Europe open: Stocks push higher as deal news provides a boost
Updated : 09:11
European stocks edged higher in early trade, supported by a positive session in Asia, with deal news also underpinning sentiment.
At 0900 GMT, the benchmark Stoxx Europe 600 index was up 0.6%, Germany’s DAX was 1.5% firmer and France’s CAC 40 was up 0.5%,.
“European stocks are trading higher this morning as a late selloff in US shares is more than cancelled out by higher markets across the board in Asia overnight. Despite somewhat weaker and disappointing Chinese PMIs overnight, the lowering of the reserve ratio rate by the PBoC after the close of the Chinese markets yesterday is driving stocks higher today,” said Markus Huber, senior analyst at Peregrine & Black.
“Furthermore much of the weaker readings of the PMIs was attributed to possible distortions related to last month's Chinese New Year celebrations. Also giving stocks a boost are firmer oil prices this morning as of late stock indices have closely correlated to oil.”
West Texas Intermediate was up 1.3% to $34.18 as barrel while Brent crude was 0.9% higher at $36.89.
Stocks in Asia managed to shrug off weak readings on China’s manufacturing as investors continued to cheer the People’s Bank of China’s cut to the reserve requirement ratio and amid stronger oil prices.
The Caixin Purchasing Managers Index fell to 49.0 in February from 49.4 the month before, missing consensus forecasts for an unchanged reading.
Meanwhile, the official manufacturing PMI from China's National Bureau of Statistics also disappointed, falling to 49.0 versus 49.4 the month before and forecasts for the same.
Deal news provided a boost on Tuesday, with London Stock Exchange sharply higher after Intercontinental Exchange confirmed it was considering making a bid for the UK exchange to rival Deutsche Boerse’s.

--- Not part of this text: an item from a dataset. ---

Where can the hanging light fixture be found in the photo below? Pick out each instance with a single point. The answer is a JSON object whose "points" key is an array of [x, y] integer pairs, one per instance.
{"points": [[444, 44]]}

Glencore was on the front foot despite posting a 69% drop in net income for 2015 on the back of weaker commodity prices.
On the downside, Barclays slumped after announcing a drop in full year profit and a large cut to the dividend. For the year to 31 December, adjusted pre-tax profit slipped 2% to £5.4bn compared with analysts’ expectations for around £5.8bn.